Abbandonando il cinema e pensando ai culti primordiali, è facile notare come una delle divinità più diffuse fosse la Madre Terra, incarnata nella figura della Grande Madre, propagatasi poi, con diversi nomi, nelle civiltà successive, dagli etruschi agli inca, e di cui alcuni echi sono riscontrabili anche nella Vergine Maria. Si pensi inoltre allo shintoismo con la concezione di natura come endogena e divina. Generatività, laddove maternità potrebbe non essere del tutto corretto, e natura sono inscindibili, tanto da assumere un forte valore metaforico attraversato i secoli. Lo possiamo riscontrare nel De rerum natura di Lucrezio come nella poetica di Leopardi, nella sigla de I Puffi come in Mother! di Aronofsky o in Mother Lode, docufiction presentata proprio quest’anno a Venezia: è così permeato in ogni strato della nostra cultura da influenzarci inconsciamente. Se allora parlare della pandemia, della vita e della natura apparentemente ostili che mettono in ginocchio l’uomo, e rappresentarla esplicitamente è ancora troppo doloroso, ecco che l’antica metafora viene in soccorso: in questa Venezia i film hanno mostrato il Covid pur tacendolo e, forse, non sempre per intenzione conscia degli autori.

In questo contesto dominato da maternità sofferenti, dal tentativo della rimozione della pandemia e dal senso di morte, non c’è spazio per la positività e la vitalità: non si ride, con l’eccezione di Competencia oficial, e non si fa sesso. L’atto generativo e l’eros come gioia non hanno diritto di cittadinanza e, infatti, le poche volte che appaiono degli amplessi sono asettici, quasi insensati, come in Kapitan Volkogonov bežal, o ottenuti con la violenza come in Shen Kong e nella lunga scena di stupro di La ragazza ha volato. Da sottolineare però, in controtendenza, la presenza de La dernière séance di Gianluca Matarrese, documentario dolce e profondamente umano sulla vita del sessantatreenne Bernard e il suo rapporto con il mondo BDSM, e Plastic Semiotic di Radu Jude, un corto in stop motion che utilizza dei giocattoli per ripercorre tutte le fasi della vita umana, ipersessualizzandola in modo ludico.

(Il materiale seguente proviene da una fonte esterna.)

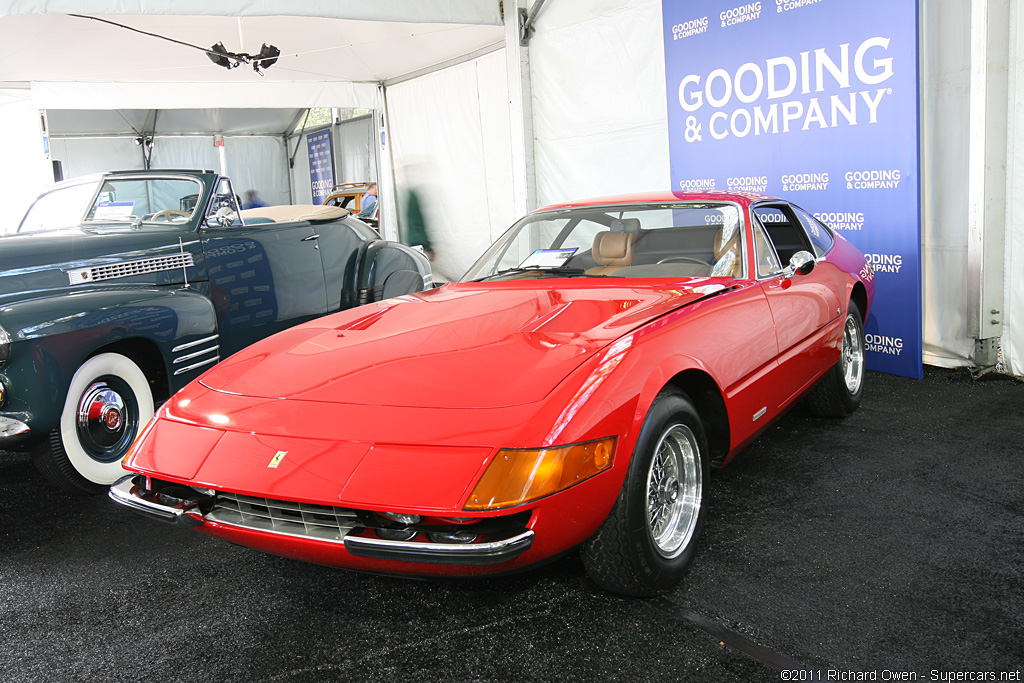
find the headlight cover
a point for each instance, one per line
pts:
(520, 475)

Il calo del sesso rappresentato al cinema è, però, un fenomeno di più ampio respiro, in corso da almeno un decennio e le cui cause prime sono antecedenti allo scoppio della pandemia. Un articolo di novembre de «Il Post» riporta una ricerca secondo cui solo l’1,21% dei film usciti tra il 2010 e il 2019 contiene scene di sesso: questo dato è il più basso dagli anni Sessanta ed è ancor più impressionante se paragonato all’1,79% degli anni Novanta. Le motivazioni ipotizzate dall’autore sono molteplici, non è però intenzione di questo articolo andare ad analizzarle, quanto più contestualizzare il caso Venezia 78 nel suo più ampio scenario e sottolineare come le tendenze evidenziate potrebbero andare ad accentuare il fenomeno in atto.
Non bisogna però escludere che, una volta usciti da questa emergenza, ritrovando un nuova vitalità e riappropriandoci di un rapporto più sereno con il contatto e la fisicità, la tendenza possa invertirsi di segno. Sperando di scoprirlo presto.